I have lived in Cyprus for 6 years and still retain a property in the UK which we have let out. I had to pay GESY contributions based on my government pension income AND my gross rental income. I assume that having worked in Cyprus, you are already entitled to GESY based on your social insurance contributions? Clearly, the S1 will not affect your entitlement, nor will it be affected by your small Cyprus pension, but it will certainly be a great asset to have.

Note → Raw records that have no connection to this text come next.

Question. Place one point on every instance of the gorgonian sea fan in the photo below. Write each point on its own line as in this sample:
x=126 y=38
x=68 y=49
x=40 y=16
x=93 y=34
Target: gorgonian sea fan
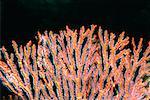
x=77 y=65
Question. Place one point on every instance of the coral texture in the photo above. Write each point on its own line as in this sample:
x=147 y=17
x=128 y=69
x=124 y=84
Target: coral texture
x=81 y=64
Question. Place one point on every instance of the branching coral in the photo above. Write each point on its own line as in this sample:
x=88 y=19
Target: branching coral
x=77 y=65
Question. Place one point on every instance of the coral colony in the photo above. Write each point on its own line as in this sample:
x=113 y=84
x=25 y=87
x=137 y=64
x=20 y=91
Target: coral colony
x=81 y=64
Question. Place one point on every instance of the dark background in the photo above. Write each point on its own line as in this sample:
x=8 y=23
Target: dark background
x=21 y=19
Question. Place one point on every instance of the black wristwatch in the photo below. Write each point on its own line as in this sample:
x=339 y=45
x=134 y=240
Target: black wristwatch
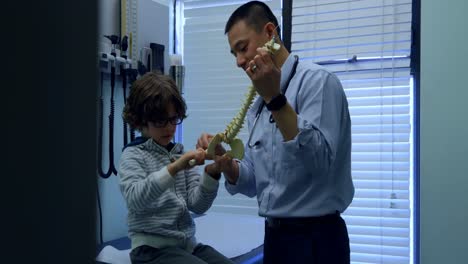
x=277 y=103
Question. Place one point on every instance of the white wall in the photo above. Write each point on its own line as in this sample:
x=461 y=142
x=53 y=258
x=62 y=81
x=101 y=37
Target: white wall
x=153 y=26
x=444 y=131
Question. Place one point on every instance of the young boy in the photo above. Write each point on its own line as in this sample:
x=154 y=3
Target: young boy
x=157 y=182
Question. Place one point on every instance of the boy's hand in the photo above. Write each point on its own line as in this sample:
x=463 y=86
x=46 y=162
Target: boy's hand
x=203 y=142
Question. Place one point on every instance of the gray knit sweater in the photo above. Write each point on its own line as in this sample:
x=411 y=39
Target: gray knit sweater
x=158 y=203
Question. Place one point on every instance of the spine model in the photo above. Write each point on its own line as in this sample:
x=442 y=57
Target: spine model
x=229 y=136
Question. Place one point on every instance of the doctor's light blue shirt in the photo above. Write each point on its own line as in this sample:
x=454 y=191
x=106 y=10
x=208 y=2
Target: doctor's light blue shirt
x=309 y=175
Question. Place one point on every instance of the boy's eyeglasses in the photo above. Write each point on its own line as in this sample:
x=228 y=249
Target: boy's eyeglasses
x=175 y=120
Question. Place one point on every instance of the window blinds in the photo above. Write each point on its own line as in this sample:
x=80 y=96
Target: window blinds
x=377 y=34
x=375 y=37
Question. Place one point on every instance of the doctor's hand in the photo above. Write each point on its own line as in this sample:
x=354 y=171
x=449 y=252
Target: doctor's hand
x=226 y=165
x=203 y=142
x=182 y=162
x=265 y=75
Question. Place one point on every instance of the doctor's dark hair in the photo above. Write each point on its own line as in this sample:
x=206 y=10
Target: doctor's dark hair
x=255 y=14
x=149 y=98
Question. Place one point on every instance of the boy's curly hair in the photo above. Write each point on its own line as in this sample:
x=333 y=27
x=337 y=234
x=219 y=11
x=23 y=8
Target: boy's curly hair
x=149 y=99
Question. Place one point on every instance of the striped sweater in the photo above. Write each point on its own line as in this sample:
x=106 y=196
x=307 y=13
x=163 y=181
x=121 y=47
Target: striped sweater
x=158 y=203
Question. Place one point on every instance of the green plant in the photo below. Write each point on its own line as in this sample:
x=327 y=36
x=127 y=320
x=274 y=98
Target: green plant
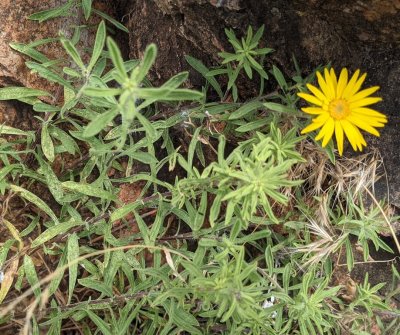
x=141 y=209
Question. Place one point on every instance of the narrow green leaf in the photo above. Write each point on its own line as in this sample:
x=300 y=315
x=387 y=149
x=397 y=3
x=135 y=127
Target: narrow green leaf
x=279 y=77
x=103 y=326
x=72 y=255
x=31 y=275
x=97 y=92
x=98 y=44
x=48 y=234
x=47 y=143
x=53 y=183
x=73 y=52
x=116 y=57
x=253 y=125
x=7 y=130
x=11 y=93
x=279 y=107
x=88 y=189
x=29 y=196
x=87 y=8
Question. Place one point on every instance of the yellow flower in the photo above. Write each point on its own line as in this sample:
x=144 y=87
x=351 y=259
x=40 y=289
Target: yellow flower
x=340 y=107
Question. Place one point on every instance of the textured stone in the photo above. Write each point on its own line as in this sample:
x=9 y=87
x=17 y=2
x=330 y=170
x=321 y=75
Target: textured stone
x=355 y=34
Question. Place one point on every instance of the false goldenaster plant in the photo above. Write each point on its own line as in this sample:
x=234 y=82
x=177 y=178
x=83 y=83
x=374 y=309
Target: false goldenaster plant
x=341 y=108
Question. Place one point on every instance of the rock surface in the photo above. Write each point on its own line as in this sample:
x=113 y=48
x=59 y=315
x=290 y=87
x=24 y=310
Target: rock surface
x=356 y=34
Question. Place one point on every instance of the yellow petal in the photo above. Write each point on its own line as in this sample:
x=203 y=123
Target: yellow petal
x=363 y=94
x=369 y=112
x=329 y=129
x=316 y=123
x=312 y=110
x=324 y=87
x=339 y=135
x=311 y=127
x=310 y=98
x=350 y=133
x=330 y=83
x=364 y=102
x=351 y=84
x=372 y=121
x=360 y=123
x=342 y=83
x=317 y=93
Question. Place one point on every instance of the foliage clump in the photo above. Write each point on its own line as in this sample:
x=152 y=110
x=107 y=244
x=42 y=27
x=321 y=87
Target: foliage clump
x=233 y=222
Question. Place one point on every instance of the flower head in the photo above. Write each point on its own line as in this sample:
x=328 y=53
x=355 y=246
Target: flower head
x=340 y=107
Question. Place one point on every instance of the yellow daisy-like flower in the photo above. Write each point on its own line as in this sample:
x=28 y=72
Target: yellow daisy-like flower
x=340 y=107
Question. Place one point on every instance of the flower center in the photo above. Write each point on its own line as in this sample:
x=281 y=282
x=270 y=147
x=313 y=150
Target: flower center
x=339 y=109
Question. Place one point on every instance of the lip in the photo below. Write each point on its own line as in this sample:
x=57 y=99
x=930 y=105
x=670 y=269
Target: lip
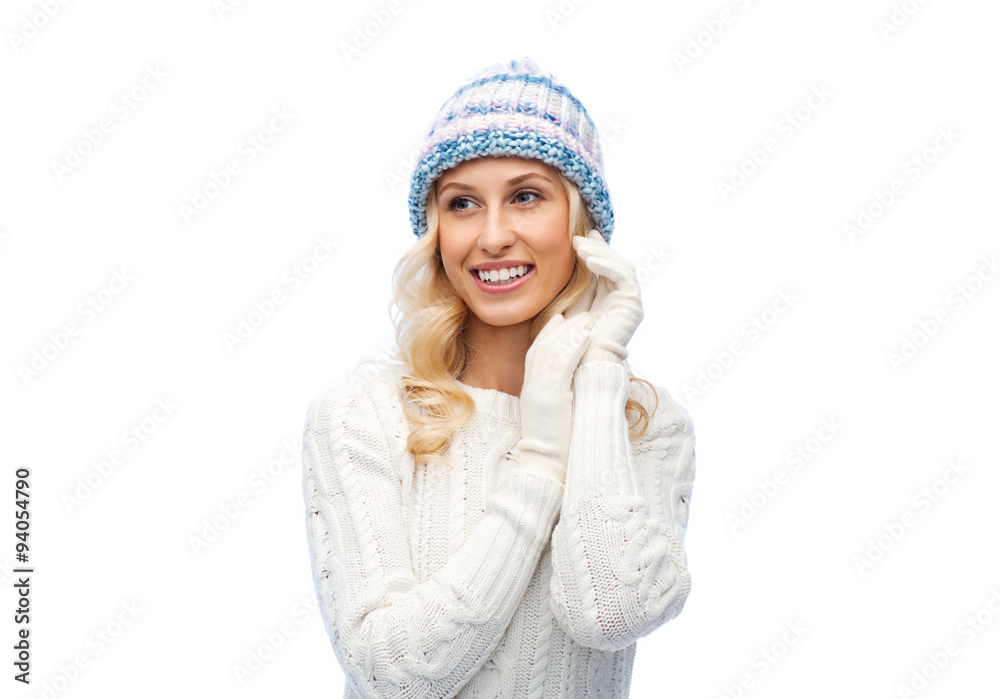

I will receive UK State pension in October this year and applied by phone. The confirmation letter I received from the Newcastle Pensions Centre stated how much pension I will receive and also said that they had informed the Overseas Healthcare Services at the NHS Business Services Authority (NHSBSA). This is the agency I need to contact to get my S1, but I can only do this within 1 month of the start of my State pension. The S1 will give me access to the GESY system and exempt me from any form of GESY contributions as the U.K. will effectively pay for any healthcare my wife and I will receive here. This shouldn’t change after the transition period 31 Dec 20) as my letter links my entitlement to the U.K. being a member of the European Economic Area (EEA) rather than the European Union (EU) which, as you know we have effectively left.


----------



## David_&_Letitia (Jul 8, 2012)

https://www.gov.uk/guidance/healthcare-in-cyprus


----------



## Figtree (Jul 31, 2018)

Hello David and Letitia,

Thank you for answering my query it has been very helpful.
I had read the guidance on the U.K.gov site (and a lot of other information too) but it didn’t say anything about if we claimed a Cyprus pension what would happen. You say that the S1 would mean I would not need to pay Gesy on my rental income or my pensions once I have retired which is great news.
I still not sure why Someone said claiming the cyprus pension would affect/negate the S1.

Thank you for your help it is ver much appreciated 

Kind regards
Nic


----------



## Veronica (Apr 5, 2008)

When we moved from Cyprus to France we had to get new S1s. As my husband has a small pension from Cyprus he had to jump through a few hoops to get it as he had to prove which country he had paid the most tax and national insurance in. He did get it eventually but there was a delay due to constantly having to furnish more proof etc.


----------



## Figtree (Jul 31, 2018)

Hi. Veronica, thank you for your information your husband must have jumped through a lot of hoops.
I was told yesterday by an accountant who also offered other services said that with a U.K. pension and Cyprus pension I would definitely get an S1 from the U.K.

I am now going to speak to the U.K. office NHSBSA that David and Letitia mentioned. I haven’t spoke to anyone in that department yet.

Thank you 
Nic


----------



## Veronica (Apr 5, 2008)

Figtree said:


> Hi. Veronica, thank you for your information your husband must have jumped through a lot of hoops.
> I was told yesterday by an accountant who also offered other services said that with a U.K. pension and Cyprus pension I would definitely get an S1 from the U.K.
> 
> I am now going to speak to the U.K. office NHSBSA that David and Letitia mentioned. I haven’t spoke to anyone in that department yet.
> ...



Yes officially that is the case but you know what these government departments can be like. It took a lot of phone calls until he eventually got to talk to someone who actually knew what they were doing and sorted it out for him. If you have any problems you just have to persevere. As for the Cyprus pension our Cypriot accountant had fight for him to get that, even going to the main pensions office in Nicosia to sort it out. If they can avoid paying you what is due to you they will. Thankfully it got sorted and to date he has received far more in pensions from Cyprus that he ever paid in social. Thank goodness for a good accountant.


----------